Direct Feedback Alignment Provides Learning in Deep Neural Networks
Arild N{\o}kland

TL;DR
This paper introduces direct feedback alignment, a biologically plausible learning method for deep neural networks that propagates errors through fixed random feedback connections, achieving comparable performance to back-propagation.
Contribution
It demonstrates that error signals can be propagated directly from output to hidden layers using fixed random feedback, eliminating the need for symmetric weights and back-propagation.
Findings
Achieves zero training error in deep and convolutional networks without back-propagation.

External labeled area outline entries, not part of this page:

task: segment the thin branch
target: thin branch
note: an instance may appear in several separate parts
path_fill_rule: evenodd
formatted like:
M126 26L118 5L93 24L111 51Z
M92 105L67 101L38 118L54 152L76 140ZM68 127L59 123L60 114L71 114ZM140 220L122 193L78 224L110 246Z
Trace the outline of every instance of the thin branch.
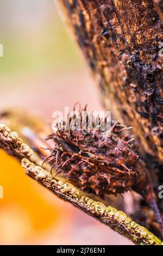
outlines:
M8 127L2 124L0 124L0 147L19 161L22 160L22 165L28 175L59 198L71 203L76 207L128 237L136 245L161 245L160 239L145 227L133 221L122 211L93 200L70 183L54 179L49 172L41 167L42 160L23 142L17 133L11 132Z
M50 173L24 159L22 165L26 174L37 180L58 197L71 203L76 207L97 218L118 233L125 235L136 245L161 245L161 241L146 228L140 226L126 214L110 206L95 201L70 183L54 179Z

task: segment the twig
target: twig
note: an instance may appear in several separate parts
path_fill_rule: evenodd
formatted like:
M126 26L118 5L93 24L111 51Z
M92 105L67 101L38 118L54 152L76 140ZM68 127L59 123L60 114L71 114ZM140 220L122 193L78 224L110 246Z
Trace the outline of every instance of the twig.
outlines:
M53 178L49 172L41 167L42 160L23 142L17 133L11 132L8 127L2 124L0 124L0 148L19 161L22 160L22 165L28 175L59 198L71 203L76 207L128 237L136 245L161 245L160 239L145 227L133 221L122 211L110 206L107 207L104 204L86 197L72 184Z

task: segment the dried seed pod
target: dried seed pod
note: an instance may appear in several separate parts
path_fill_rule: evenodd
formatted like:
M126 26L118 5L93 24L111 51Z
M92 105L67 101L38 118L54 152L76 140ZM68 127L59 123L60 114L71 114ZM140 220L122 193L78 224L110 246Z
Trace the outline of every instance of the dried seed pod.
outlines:
M106 136L95 127L93 122L92 130L88 130L87 125L82 130L82 117L80 121L80 129L67 130L67 122L64 123L64 126L58 129L56 135L49 137L55 141L59 138L60 147L53 149L46 161L81 190L115 196L131 189L137 192L154 210L162 235L162 221L149 174L129 146L133 139L121 135L131 127L112 123ZM99 119L99 123L103 121Z
M96 159L68 151L64 148L53 151L48 162L57 172L64 174L83 190L91 190L97 194L116 196L130 190L135 182L135 172L111 166Z

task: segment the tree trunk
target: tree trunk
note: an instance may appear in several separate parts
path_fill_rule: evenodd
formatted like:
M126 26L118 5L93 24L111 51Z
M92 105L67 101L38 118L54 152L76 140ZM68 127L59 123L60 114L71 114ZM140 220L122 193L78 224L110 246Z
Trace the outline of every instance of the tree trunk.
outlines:
M133 126L138 150L149 169L152 166L160 170L163 58L159 53L163 42L163 2L60 2L96 78L103 102L114 118ZM160 174L162 182L161 172Z

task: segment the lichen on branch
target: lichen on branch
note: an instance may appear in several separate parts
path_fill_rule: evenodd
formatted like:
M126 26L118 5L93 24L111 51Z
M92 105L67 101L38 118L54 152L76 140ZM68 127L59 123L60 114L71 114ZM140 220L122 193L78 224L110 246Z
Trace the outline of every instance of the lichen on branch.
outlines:
M41 167L42 161L17 133L0 125L0 147L22 161L26 174L37 180L59 198L68 201L86 214L126 236L136 245L159 245L161 241L146 228L133 221L124 212L86 196L73 185L54 178ZM24 158L25 157L25 158Z

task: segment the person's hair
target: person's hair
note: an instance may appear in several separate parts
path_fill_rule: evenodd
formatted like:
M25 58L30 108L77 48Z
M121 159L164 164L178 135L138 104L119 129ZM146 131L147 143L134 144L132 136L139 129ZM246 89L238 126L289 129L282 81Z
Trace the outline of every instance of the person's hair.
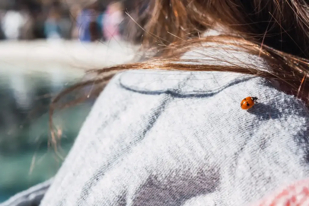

Test performance on MNIST and CIFAR is comparable to traditional back-propagation.
With dropout, reaches 1.45% error on MNIST.
Abstract
Artificial neural networks are most commonly trained with the back-propagation algorithm, where the gradient for learning is provided by back-propagating the error, layer by layer, from the output layer to the hidden layers. A recently discovered method called feedback-alignment shows that the weights used for propagating the error backward don't have to be symmetric with the weights used for propagation the activation forward. In fact, random feedback weights work evenly well, because the network learns how to make the feedback useful. In this work, the feedback alignment principle is used for training hidden layers more independently from the rest of the network, and from a zero initial condition. The error is propagated through fixed random feedback connections directly from the output layer to each hidden layer. This simple method is able to achieve zero training error even in…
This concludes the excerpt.